When Is Debt A Problem?
Debt and other liabilities become risky for a business when it cannot easily fulfill those obligations, either with free cash flow or by raising capital at an attractive price. In the worst case scenario, a company can go bankrupt if it cannot pay its creditors. However, a more common (but still painful) scenario is that it has to raise new equity capital at a low price, thus permanently diluting shareholders. Of course, debt can be an important tool in businesses, particularly capital heavy businesses. The first step when considering a company's debt levels is to consider its cash and debt together.
What Is Technical Publications Service's Net Debt?
The image below, which you can click on for greater detail, shows that at December 2018 Technical Publications Service had debt of €2.51m, up from €1.32m in one year. However, it does have €9.92m in cash offsetting this, leading to net cash of €7.41m.
A Look At Technical Publications Service's Liabilities
According to the last reported balance sheet, Technical Publications Service had liabilities of €8.42m due within 12 months, and liabilities of €3.02m due beyond 12 months. Offsetting this, it had €9.92m in cash and €13.5m in receivables that were due within 12 months. So it actually has €12.0m more liquid assets than total liabilities.
This luscious liquidity implies that Technical Publications Service's balance sheet is sturdy like a giant sequoia tree. On this basis we think its balance sheet is strong like a sleek panther or even a proud lion. Succinctly put, Technical Publications Service boasts net cash, so it's fair to say it does not have a heavy debt load!
Technical Publications Service's EBIT was pretty flat over the last year, but that shouldn't be an issue given the it doesn't have a lot of debt. When analysing debt levels, the balance sheet is the obvious place to start. But it is future earnings, more than anything, that will determine Technical Publications Service's ability to maintain a healthy balance sheet going forward. So if you want to see what the professionals think, you might find this free report on analyst profit forecasts to be interesting.

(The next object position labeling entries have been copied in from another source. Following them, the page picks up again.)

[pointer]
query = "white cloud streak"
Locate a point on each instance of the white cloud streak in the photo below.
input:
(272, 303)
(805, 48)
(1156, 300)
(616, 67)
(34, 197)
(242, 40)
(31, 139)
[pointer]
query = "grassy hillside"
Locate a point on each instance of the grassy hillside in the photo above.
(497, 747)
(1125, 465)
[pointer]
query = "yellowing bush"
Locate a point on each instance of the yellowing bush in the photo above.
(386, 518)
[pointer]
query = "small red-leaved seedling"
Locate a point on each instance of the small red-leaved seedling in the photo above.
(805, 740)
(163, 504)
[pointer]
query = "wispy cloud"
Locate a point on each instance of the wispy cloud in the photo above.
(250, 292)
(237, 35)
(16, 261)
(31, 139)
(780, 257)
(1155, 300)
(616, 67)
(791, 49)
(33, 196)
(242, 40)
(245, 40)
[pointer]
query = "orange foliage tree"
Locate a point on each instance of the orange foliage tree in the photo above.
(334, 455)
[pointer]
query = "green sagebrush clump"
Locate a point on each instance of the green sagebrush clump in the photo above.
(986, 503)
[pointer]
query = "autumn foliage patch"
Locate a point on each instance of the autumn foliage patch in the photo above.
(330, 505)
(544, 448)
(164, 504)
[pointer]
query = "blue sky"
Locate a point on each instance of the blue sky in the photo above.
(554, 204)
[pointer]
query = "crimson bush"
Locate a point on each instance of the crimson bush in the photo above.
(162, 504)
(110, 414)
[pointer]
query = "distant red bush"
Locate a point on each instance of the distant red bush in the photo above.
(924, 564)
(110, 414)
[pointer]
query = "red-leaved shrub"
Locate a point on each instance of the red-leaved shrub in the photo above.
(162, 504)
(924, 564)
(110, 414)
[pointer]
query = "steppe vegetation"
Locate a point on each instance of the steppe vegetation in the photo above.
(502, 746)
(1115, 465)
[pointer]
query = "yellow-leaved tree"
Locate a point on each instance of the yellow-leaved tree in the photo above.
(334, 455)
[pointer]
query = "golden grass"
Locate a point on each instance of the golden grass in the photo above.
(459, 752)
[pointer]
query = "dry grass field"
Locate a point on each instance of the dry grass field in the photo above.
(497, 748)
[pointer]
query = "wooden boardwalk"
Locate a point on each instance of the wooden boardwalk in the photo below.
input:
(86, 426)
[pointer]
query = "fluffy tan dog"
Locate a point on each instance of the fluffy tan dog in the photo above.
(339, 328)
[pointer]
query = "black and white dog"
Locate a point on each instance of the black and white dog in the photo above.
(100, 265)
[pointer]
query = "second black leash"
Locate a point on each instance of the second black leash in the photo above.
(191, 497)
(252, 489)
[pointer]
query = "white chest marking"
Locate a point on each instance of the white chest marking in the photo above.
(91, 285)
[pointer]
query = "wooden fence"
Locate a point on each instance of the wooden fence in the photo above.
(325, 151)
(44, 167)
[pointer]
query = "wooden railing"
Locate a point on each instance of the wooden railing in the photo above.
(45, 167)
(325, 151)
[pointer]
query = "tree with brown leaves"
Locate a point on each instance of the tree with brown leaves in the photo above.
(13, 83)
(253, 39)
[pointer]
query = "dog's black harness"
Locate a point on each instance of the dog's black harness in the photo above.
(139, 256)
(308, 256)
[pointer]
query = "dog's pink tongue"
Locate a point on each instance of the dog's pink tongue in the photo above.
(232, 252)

Finally, a company can only pay off debt with cold hard cash, not accounting profits. While Technical Publications Service has net cash on its balance sheet, it's still worth taking a look at its ability to convert earnings before interest and tax (EBIT) to free cash flow, to help us understand how quickly it is building (or eroding) that cash balance. Looking at the most recent three years, Technical Publications Service recorded free cash flow of 47% of its EBIT, which is weaker than we'd expect. That's not great, when it comes to paying down debt.
While it is always sensible to investigate a company's debt, in this case Technical Publications Service has €7.4m in net cash and a decent-looking balance sheet. So we don't think Technical Publications Service's use of debt is risky. Above most other metrics, we think its important to track how fast earnings per share is growing, if at all. If you've also come to that realization, you're in luck, because today you can view this interactive graph of Technical Publications Service's earnings per share history for free.
When all is said and done, sometimes its easier to focus on companies that don't even need debt. Readers can access a list of growth stocks with zero net debt 100% free, right now.